The data obtained by a series of points in an equidistant time period is usually called time series data. Monthly retail sales, daily weather forecast, unemployment data and consumer sentiment survey are classic examples of time series data. In fact, most variables in nature, science, business and many other applications depend on data that can be measured at fixed time intervals.
One of the key reasons for analyzing time series data is to understand the past and predict the future. Scientists can use historical climate data to predict future climate change. Marketing managers can view the historical sales of a product and predict future demand.
In this article, we will look at time series data sets related to users who visit this blog. I will establish a connection with Google Analytics API in R and introduce daily users. Then we will create a forecast to predict the number of users that the blog may attract. I randomly selected a date range for illustrative purposes only.
The idea here is to let us learn how to query the data in Google Analytics into R and how to create time series prediction.
Let’s first set up our working directory and load the necessary libraries:
#Set working directory setwd("/Users/") #Load the required packages. Library (ggplot2) # is used to draw some initial graphs. Library (forecast) # is used to predict time series.
Query the daily time series data of blog users from Google Analytics API. The following is the initial query to set the parameters I want. In this example, I just pull the user data of blog every day from mid January 2017 to mid May 2017.
#Create a list of parameters used in Google Analytics queries listparam = Int( dinsns= "ga:date", mercs = "ga:users", sot = "ga:date", maresults = 10000, tae.id = "ga:99395442" )
After setting my query parameter list, I can start querying Google Analytics API:
#Store query results from Google Analytics es = QueyBlder(lit_pram) #Get data from Google Analytics through query results and OAuth df = GetRporData(rs, oaut_tken, splidawse = T)
#Reorder results #Check users in the first 30 days head(df,30)
As can be seen from the above 30 records, the only features or variables used are date and number of users. This is a very simple data set, but it can well illustrate the example of time series prediction.

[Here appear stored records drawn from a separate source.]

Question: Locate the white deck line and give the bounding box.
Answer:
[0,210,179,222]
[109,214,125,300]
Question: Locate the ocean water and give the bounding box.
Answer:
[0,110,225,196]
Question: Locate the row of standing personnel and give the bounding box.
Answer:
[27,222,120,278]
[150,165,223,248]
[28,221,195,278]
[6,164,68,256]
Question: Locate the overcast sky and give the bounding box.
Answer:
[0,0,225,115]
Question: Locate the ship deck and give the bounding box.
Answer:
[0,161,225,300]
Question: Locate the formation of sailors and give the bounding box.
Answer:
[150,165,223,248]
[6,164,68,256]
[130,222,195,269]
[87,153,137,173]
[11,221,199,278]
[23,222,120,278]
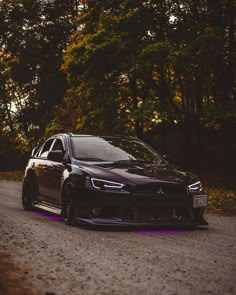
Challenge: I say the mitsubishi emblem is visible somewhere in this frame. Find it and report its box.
[157,186,164,195]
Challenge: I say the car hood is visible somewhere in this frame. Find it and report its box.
[74,161,199,185]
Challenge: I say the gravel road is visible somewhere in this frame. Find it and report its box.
[0,181,236,295]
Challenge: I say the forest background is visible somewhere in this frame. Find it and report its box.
[0,0,236,200]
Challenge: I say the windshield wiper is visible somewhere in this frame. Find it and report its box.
[76,157,104,162]
[114,159,150,164]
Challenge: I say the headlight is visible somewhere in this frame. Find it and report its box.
[188,181,203,193]
[86,178,124,192]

One of the most important steps in time series analysis is to plot the data and check whether it has any patterns and fluctuations in the series. Let’s draw the results of our daily users in the time series diagram to check the trend or seasonality. Weekends are marked with s symbol:
#Process date and draw daily user df$dte <- as.ate(dfdte, '%m%d') df$d = as. fator(weekays(dfdate)) ggplot( daa = df, as( dateusers )) + geom_line()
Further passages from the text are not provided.